Stephen Leffler has been named the leader of Vermont’s largest health care provider on a permanent basis.
Leffler assumed the role of interim CEO at University of Vermont Health in October after its previous leader, Sunny Eappen, resigned amid growing anger over the state’s sky-high health care prices. Network leaders said at the time that Eappen’s departure was a mutual decision — but intended to signal a change in direction.
UVM Health’s board of trustees announced Leffler’s official appointment as CEO on Monday.
“Steve is a steady and proactive leader who is widely trusted and respected across the region,” said board chair Tom Golonka in a statement. “With health care at a crisis point in Vermont and northern New York — both in terms of access and affordability — the board has concluded that he has the skills and approach necessary to work in collaboration with stakeholders across the health care ecosystem to address those challenges.”
Executive compensation at the health network, in particular, had outraged regulators and the public. Within days of his appointment as interim CEO, Leffler announced that several top leadership positions would be eliminated. He also said that partner hospitals within the health system would get voting seats on the network’s board. Leffler also told Becker's, a hospital trade publication, that he won't cut any patient services in 2026.

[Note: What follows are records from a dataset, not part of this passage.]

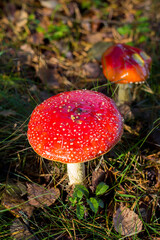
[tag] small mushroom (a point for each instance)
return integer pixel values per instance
(124, 65)
(75, 127)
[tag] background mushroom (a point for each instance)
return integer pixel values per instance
(123, 65)
(75, 127)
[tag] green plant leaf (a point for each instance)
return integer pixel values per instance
(80, 211)
(101, 188)
(82, 189)
(94, 204)
(100, 202)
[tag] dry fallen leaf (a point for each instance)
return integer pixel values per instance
(38, 196)
(20, 231)
(126, 222)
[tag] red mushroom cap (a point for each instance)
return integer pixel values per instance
(75, 126)
(125, 64)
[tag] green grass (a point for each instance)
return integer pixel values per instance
(127, 164)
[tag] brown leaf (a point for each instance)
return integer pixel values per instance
(96, 51)
(126, 222)
(38, 196)
(7, 113)
(20, 231)
(91, 70)
(21, 18)
(17, 206)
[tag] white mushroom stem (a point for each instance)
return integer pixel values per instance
(124, 93)
(76, 173)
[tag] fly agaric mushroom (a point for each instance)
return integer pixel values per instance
(123, 65)
(75, 127)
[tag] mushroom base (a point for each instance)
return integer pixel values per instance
(76, 173)
(124, 93)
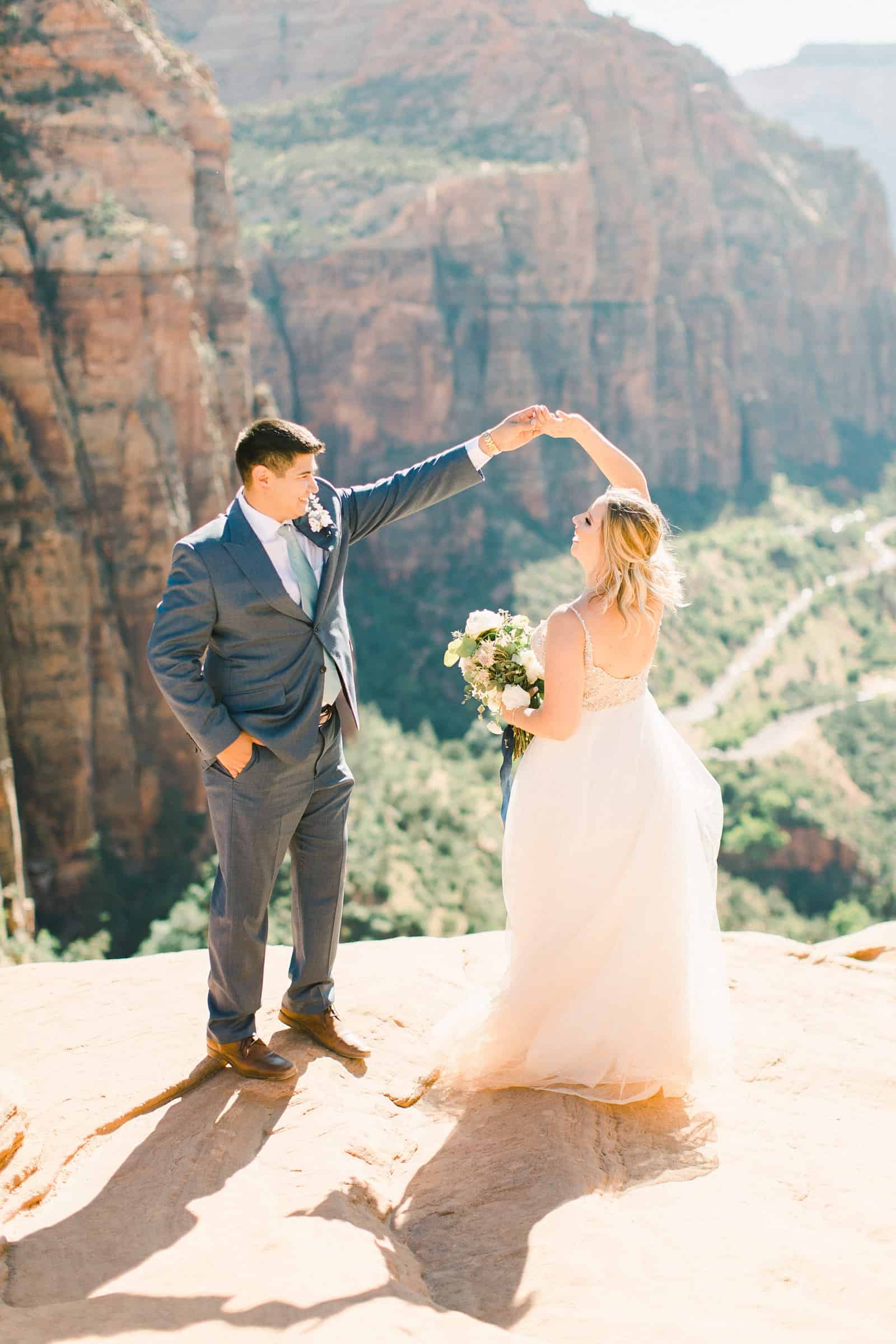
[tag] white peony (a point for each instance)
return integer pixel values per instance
(479, 622)
(515, 698)
(486, 654)
(530, 664)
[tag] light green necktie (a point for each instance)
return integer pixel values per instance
(307, 581)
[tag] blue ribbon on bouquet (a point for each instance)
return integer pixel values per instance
(507, 770)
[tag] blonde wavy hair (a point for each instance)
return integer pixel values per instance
(638, 566)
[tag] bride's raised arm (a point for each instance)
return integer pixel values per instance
(615, 466)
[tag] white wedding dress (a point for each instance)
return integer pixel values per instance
(615, 984)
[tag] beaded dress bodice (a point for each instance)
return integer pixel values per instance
(602, 691)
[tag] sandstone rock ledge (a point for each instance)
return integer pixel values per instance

The former emergency room doctor takes over at a pivotal moment for Vermont’s health care system. The state has some of the highest insurance premiums in the nation, in no small part because of high hospital prices. UVM Health, which operates a near-monopoly in certain parts of the state, is under increasing pressure to bring prices under control. Hospitals nationwide, meanwhile, are bracing for upcoming changes to Medicaid.
Leffler will also continue to serve as president of the University of Vermont Medical Center, a role he held before he took over at the network.
UVM Health serves more than a million people in Vermont and upstate New York across six hospitals — including its flagship medical center in Burlington — several primary care practices, outpatient facilities, hospice providers and skilled nursing facilities.